Wisconsin Public Service: Profits kept too high as PSC approves electric rate hike

Electricity costs for customers of Wisconsin Public Service will increase in January after the state Public Service Commission approved a rate increase that kept the utility’s profit rate well above the national average.

The PSC on Thursday voted to approve the rate increase for WPS customers.

The increase for residential customers will be smaller than the 14-15% hike floated during public hearings held in downtown Green Bay in October. Based on the PSC decision, residential electricity costs will go up about 8.6% in January.

But the PSC missed a big opportunity to find additional savings when it failed to significantly reduce the utility’s return on equity, or profit rate. The state PSC, which regulates monopoly utilities, hasn’t analyzed the WPS profit rate in nearly a decade.

CUB’s experts in the case concluded that the current WPS profit rate of 10% is far higher than what is needed to attract capital from investors, and it’s also well above the national average. CUB called for the profit rate to drop to 9.1%, in order to provide more balance between shareholders investing in the company’s stock and the customers footing the bill to sustain these profits.

The PSC ultimately decided to reduce the WPS profit rate to 9.8%, in a 2-to-1 vote.

“Regulators seem more interested in keeping Wisconsin’s gold-plated rating as a friendly place for utility investors than they are in keeping costs affordable for the customers paying the bills,” said Tom Content, CUB executive director. “Utility customers across the country are over-paying for energy services to the tune of billions of dollars every year, and unfortunately this decision keeps that inequity in place.”

From CUB’s point of view, Content added: “A big takeaway from this case is that we need more balance and more attention paid to the customers and their challenges at this time of rising costs.”
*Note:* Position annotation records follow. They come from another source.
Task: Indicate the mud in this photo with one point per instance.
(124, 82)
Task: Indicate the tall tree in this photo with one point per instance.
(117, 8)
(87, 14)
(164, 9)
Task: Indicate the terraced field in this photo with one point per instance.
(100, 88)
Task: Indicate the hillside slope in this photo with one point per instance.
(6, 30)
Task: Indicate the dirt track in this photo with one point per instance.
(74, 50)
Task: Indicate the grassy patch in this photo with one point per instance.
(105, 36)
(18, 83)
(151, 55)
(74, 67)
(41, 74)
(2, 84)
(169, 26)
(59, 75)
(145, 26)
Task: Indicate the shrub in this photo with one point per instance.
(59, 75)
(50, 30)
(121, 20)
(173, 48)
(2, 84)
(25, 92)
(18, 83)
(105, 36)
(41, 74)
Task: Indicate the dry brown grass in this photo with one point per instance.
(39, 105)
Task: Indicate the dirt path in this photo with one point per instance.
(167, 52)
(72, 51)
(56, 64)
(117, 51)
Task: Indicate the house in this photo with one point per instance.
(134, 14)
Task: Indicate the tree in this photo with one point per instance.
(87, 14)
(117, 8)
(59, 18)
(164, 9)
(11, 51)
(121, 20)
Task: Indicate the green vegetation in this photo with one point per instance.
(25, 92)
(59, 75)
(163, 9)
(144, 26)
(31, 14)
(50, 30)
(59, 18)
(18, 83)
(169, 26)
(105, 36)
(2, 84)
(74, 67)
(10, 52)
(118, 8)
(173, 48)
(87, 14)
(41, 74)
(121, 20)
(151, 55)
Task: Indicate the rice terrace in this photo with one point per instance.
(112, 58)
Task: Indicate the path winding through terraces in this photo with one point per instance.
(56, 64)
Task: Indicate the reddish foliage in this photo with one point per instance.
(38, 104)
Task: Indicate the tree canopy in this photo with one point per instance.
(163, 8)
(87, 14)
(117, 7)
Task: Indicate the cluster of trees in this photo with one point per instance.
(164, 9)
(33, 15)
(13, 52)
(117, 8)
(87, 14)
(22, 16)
Some of the increases that WPS sought couldn’t be avoided, including spiraling natural gas and surging coal costs as well as money the utility is investing in new power plants. But the PSC did find other ways to trim the utility’s overall request, and it chose not to penalize residential and small business utility customers with an unfair cost burden, as compared with big business.

“No increase is easy to swallow, but the fact that this is a single-digit increase is significant, after the outcry and comments made at the public hearings about the potential for an increase as high as 15%,” Content said.

During a lengthy hearing on Thursday, the PSC took a different approach than CUB expected by not approving a settlement that customer groups had reached with the utility. However, the agency then approved several key elements of that settlement.

Some highlights:

  • Write-offs: Utility shareholders rather than customers will foot the bill for millions of dollars of customer late fees and overdue bills that resulted from the state canceling customer shutoffs during the COVID-19 public health emergency.
  • Customer charge: The fixed charge for WPS customers will drop from $21 a month to $17.92 a month. WPS has had the highest fixed charge in the state for more than five years, and CUB has heard complaints from customers about this issue. High fixed charges penalize customers who don’t use much energy and those who take steps to pare back their energy use through energy efficiency measures or by adding solar panels.
  • Low-income help: The PSC agreed to extend a forgiveness program for low-income customers who are behind on their bills. The agency will evaluate changes to that program, which CUB helped WPS design, during 2023. The PSC also opened the door for WPS to create a low-income discount pilot program for low-income customers.
  • Incentives for savings on hot summer days: WPS will create a new program to control participating customers’ energy use on hot summer days. Customers who participate will receive a discount from the utility. Residential customers complained at the public hearing about the discontinuance of a similar program several years ago, and CUB worked to bring this back.


“The PSC sent a strong signal to WPS and all utilities with this decision: During this escalating cost environment, the commission’s auditors and staff will be giving more scrutiny to utility costs and expenses and requests to increase prices,” Content said. “All utilities will need to sharpen their pencils and look for ways to cut costs wherever they can to offset increases in other areas.